J’ai cherché sans trop chercher, j’ai trouvé, j’ai espéré, j’ai aimé, j’ai reculé, puis avancé de nouveau, j’ai aimé plus encore, passionnément, mais c’était trop peu trop tard et j’ai perdu. J’aurai au moins essayé jusqu’au bout. Et je recommencerai, le cas échéant (tout en évitant les étapes où ça pleure à la fin).
J’aime beaucoup, passionnément, intensément. J’aime trop, à faire fuir, paraît-il. Beaucoup sont partis. Mais quelques-uns sont restés et j’ai vécu avec eux de belles et grandes histoires d’amour. J’ai encore espoir.
Et parfois, quand j’ai eu l’être aimé près de moi, prêt à tout, je m’en suis désintéressé sans raison et j’ai regardé ailleurs en espérant trouver « mieux ». J’ai eu tort. Trop souvent. Et j’ai perdu quelques bons partis en chemin. J’apprends toujours.
L’être humain est étrangement fait. Quand il a tout pour être heureux, il fout tout en l’air et quand tout est foutu, il veut faire marche arrière. Il a beaucoup de difficulté à réaliser ce qu’il a, quand il l’a. Et même quand il veut, parfois, il ne peut pas.
Life is a bitch.
Nous sommes souvent trop exigeants, trop sévères, pas assez tolérants.
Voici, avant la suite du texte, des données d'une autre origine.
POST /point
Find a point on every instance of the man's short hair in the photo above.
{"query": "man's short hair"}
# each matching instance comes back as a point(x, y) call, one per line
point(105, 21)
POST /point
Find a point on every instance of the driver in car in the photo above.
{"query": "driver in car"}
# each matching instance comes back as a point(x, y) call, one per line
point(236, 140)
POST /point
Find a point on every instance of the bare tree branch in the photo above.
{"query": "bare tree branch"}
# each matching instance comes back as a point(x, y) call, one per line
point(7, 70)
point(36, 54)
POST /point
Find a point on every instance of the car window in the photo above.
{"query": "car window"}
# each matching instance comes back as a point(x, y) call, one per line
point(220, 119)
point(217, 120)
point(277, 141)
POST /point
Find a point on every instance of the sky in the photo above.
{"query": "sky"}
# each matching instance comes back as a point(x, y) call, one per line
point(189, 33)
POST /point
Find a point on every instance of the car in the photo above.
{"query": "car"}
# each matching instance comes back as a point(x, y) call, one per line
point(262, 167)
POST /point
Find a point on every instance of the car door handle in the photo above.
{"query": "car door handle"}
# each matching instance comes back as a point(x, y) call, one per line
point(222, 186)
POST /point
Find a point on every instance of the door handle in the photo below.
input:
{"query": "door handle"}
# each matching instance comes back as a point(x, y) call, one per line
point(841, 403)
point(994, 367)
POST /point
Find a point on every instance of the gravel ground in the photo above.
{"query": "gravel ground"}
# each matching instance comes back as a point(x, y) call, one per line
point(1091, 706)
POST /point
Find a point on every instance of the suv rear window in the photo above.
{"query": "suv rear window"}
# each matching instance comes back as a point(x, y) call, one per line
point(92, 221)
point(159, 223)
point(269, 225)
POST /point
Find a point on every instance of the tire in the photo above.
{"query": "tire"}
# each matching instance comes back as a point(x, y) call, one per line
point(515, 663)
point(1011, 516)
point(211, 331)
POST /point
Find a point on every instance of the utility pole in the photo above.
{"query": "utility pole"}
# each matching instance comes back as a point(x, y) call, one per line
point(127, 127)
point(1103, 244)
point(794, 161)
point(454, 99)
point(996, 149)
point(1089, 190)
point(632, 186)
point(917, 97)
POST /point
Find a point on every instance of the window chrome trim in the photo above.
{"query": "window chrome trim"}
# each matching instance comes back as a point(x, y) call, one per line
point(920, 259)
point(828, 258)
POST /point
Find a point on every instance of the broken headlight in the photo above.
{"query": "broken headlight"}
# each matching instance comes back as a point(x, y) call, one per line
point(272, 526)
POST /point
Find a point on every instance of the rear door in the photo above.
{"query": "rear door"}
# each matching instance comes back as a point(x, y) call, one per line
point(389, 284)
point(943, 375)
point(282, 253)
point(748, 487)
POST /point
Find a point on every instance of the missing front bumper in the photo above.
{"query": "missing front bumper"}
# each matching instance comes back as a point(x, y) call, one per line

Il faut que tout fonctionne, tout de suite, maintenant. Et parfois nous ne sommes juste pas prêts. Mais l’amour, le vrai, ce n’est pas nécessairement le coup de foudre; c’est avant tout un travail de tous les jours. On ne s’aime pas en criant soleil. On s’aime en apprenant à se connaître, en s’appréciant, en partageant. On s’aime avec le temps.
Je l’aimais celui-là, mais j’ai manqué de temps.
Un jour, j’ai choisi de l’aimer et de lui dire, chaque fois que j’en aurais envie. Dorénavant, je le ferai dans ma tête, en espérant secrètement.
Ou je le crierai dans la rue, triste et perdu.